We are retired professors at three prominent Ohio universities— the Ohio State University, Case Western Reserve University, and Ohio University. Somewhat reluctantly, we have concluded that our universities need some outside adult supervision.
Attempts by massive diversity, equity, and inclusion (DEI) bureaucracies to push state schools to adopt a radical left ideology and stifle intellectual diversity have been appalling; for example, over 100 DEI bureaucrats work at Ohio State alone.
Traditional parts of general education curricula, such as teaching about our history and the development of civic institutions arising from our federal and state constitutions, have been downplayed or even eliminated on many campuses.
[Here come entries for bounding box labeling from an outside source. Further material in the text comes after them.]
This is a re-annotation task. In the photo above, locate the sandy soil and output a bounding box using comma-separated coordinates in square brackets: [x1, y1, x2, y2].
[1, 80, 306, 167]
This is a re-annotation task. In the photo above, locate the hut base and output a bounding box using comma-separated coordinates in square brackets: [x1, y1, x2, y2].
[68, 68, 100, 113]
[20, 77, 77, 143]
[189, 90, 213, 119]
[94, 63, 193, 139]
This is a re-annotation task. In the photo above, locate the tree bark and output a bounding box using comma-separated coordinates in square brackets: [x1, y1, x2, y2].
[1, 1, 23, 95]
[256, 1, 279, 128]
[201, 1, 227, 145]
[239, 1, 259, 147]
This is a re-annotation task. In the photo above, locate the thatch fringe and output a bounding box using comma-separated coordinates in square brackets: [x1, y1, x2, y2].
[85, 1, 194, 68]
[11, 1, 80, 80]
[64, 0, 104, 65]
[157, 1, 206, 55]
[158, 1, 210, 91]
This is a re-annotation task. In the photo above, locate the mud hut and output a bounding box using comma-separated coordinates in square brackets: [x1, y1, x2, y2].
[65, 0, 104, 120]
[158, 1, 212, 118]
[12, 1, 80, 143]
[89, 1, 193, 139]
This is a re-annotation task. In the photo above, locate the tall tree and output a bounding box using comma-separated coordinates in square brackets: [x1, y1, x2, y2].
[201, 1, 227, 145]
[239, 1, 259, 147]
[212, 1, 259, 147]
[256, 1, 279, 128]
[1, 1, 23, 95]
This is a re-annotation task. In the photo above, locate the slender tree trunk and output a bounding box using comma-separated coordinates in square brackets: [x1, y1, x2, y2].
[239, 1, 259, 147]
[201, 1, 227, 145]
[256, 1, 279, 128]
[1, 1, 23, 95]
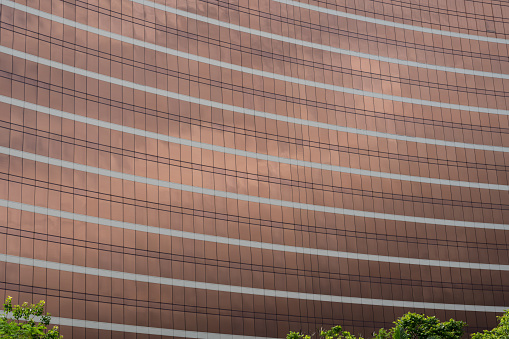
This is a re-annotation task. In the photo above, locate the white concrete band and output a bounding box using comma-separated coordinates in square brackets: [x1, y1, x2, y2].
[0, 0, 509, 115]
[130, 0, 509, 79]
[1, 94, 509, 190]
[0, 254, 507, 313]
[0, 146, 509, 230]
[0, 199, 509, 271]
[0, 95, 509, 153]
[274, 0, 509, 45]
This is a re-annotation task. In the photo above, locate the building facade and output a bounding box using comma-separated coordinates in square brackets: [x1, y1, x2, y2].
[0, 0, 509, 339]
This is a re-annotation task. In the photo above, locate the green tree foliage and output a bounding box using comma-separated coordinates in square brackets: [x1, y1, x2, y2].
[472, 310, 509, 339]
[393, 312, 466, 339]
[0, 297, 62, 339]
[286, 312, 468, 339]
[286, 326, 363, 339]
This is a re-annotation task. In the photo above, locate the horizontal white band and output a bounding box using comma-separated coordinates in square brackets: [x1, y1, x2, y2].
[0, 62, 509, 153]
[0, 254, 507, 313]
[126, 0, 509, 79]
[0, 146, 509, 230]
[1, 312, 276, 339]
[0, 199, 509, 271]
[0, 96, 509, 190]
[0, 0, 509, 115]
[274, 0, 509, 44]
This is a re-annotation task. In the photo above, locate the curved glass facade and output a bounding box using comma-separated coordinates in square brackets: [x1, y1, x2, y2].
[0, 0, 509, 339]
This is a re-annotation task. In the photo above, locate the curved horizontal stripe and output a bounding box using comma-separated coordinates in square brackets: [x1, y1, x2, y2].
[274, 0, 509, 44]
[0, 199, 509, 271]
[0, 254, 507, 313]
[0, 96, 509, 153]
[0, 96, 509, 190]
[0, 0, 509, 115]
[3, 312, 277, 339]
[125, 0, 509, 79]
[0, 146, 509, 230]
[0, 63, 509, 153]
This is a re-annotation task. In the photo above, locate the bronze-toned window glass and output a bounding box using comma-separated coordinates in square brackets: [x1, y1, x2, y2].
[0, 0, 509, 338]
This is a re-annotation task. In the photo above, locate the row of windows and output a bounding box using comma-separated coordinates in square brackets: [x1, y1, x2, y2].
[0, 231, 509, 306]
[64, 0, 509, 62]
[2, 125, 507, 217]
[0, 120, 509, 210]
[0, 96, 508, 177]
[9, 283, 497, 339]
[296, 0, 509, 27]
[0, 39, 509, 142]
[0, 173, 509, 255]
[0, 224, 509, 297]
[2, 18, 508, 100]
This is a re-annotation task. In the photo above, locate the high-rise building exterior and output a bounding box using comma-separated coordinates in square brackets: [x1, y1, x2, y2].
[0, 0, 509, 339]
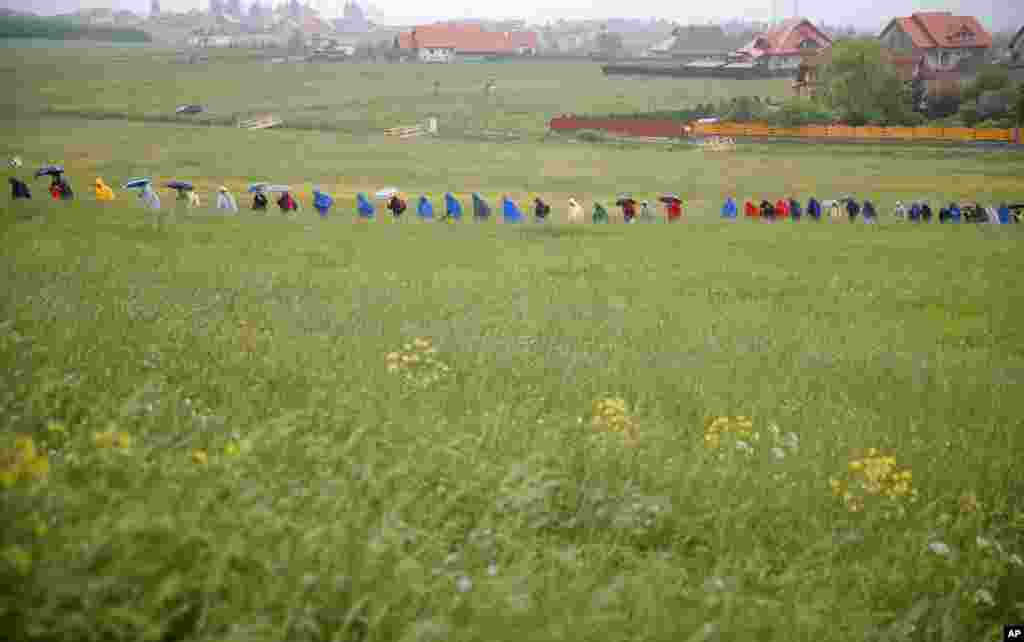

Accordingly, we, all members of the Ohio chapter of the National Association of Scholars, testified before the Ohio legislature in favor of Senate Bill 83, introduced by Sen. Jerry Cirino, which dealt with the issues mentioned above such as by prohibiting forcing members of state university communities to sign diversity statements pledging support of a left political agenda.
The legislation proposes several other positive things such as prohibiting irresponsible faculty strikes during the middle of an academic term, which damages the education of tuition-paying students. It shortened the excessive (nine-year) terms for the state university boards of trustees, and regulated the potential misuse of faculty tenure.
S.B. 83 handily passed in the Ohio Senate and cleared the higher education committee in the Ohio House of Representatives.
However, Speaker Jason Stephens has blocked consideration of the bill by the entire House, ostensibly because he doesn’t think the votes are there to pass it.
Cirino disagrees.
As The Columbus Dispatch recently reported, Gov. Mike DeWine acknowledges the need for some legislative action.
We implore Stephens to let the democratic process unfold and allow the House to vote on this needed reform.
Many other states have enacted restrictions on DEI activities. Several prominent universities, for example, the Universities of North Carolina, Florida and Texas have moved to completely shut down or severely restrict DEI efforts that enforce an authoritarian leftish ideology on members of the campus community, usually in response to gubernatorial or legislative pressure.
Stephens, we beg you: Allow the political process to assess, and likely approve, efforts to curtail the heretofore largely successful efforts of a woke supremacy to curtail the freedom of expression and intellectual diversity that’s so essential to operating a vibrant system of state universities.